In contrast, the biological material can be used only partially and can require storage over several days, for example for different types of handling.
In this case, the container can also be used to store the biological material that is put back into solution by taking the precaution of placing a seal 26, for example made of neutral elastomer material, on the container.
This seal is either in the shape of a cap as shown in FIG. 5 or in the shape of a truncated cone to be housed in the stopper directly by being held there by radial elastic forces.
It should be noted that the marking remains definitively associated with the container and that the marking of the open container for the purpose of reuse after opening remains possible without inducing any error.
It is also noted that the cylindrical container is also perfectly suitable for manipulations by automatic devices and for positioning on microplate test tube racks that are commonly used in biology, in particular the test tube racks in the known standard SBS, registered trademark.
Likewise, the engraved labeling is extremely visible for an optical reader without producing reading error because of a possible degradation of this labeling, as could be the case with attached tags, for example.
The traceability of the biological material samples can therefore be organized by using the container according to this invention.
The container makes it possible to benefit from all of the advantages that are linked to storage at ambient temperature and in particular to facilitate the exchanges between analytical machines, and between laboratories and to create libraries but in addition to allow the use of automatic devices for the installation of biological material in said container.
These stages comprise at least the operations for dehydration, for introduction of a controlled atmosphere, for sealing by welding, and for labeling.
Even opening by perforation can be done using a device that is equipped with a punch so as to be able to regulate the travel and to ensure perfect guidance.
The automatic analytical devices, including the existing automatic devices, can be equipped with such a device for opening by perforation, avoiding any human intervention.

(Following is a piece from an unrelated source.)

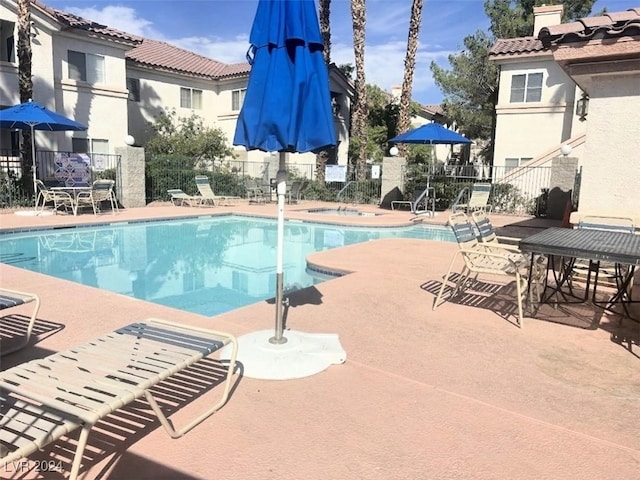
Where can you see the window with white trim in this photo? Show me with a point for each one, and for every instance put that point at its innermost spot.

The insert has been presented as being made of glass, but it is also possible to provide on-site an insert made of ceramic or any other inert material, known or yet to be developed, able to store the biological material.
Likewise, the insert can be replaced in certain applications by balls of inert material with regard to the biological material and loaded in advance with this biological material by adsorption.
The container is provided for storing the biological material at ambient temperature, but for certain biological materials for which it was necessary to ensure storage at a temperature that is lower than or equal to -20° C., it is noted that the storage temperature within the container according to the invention can be brought to positive temperatures of several degrees.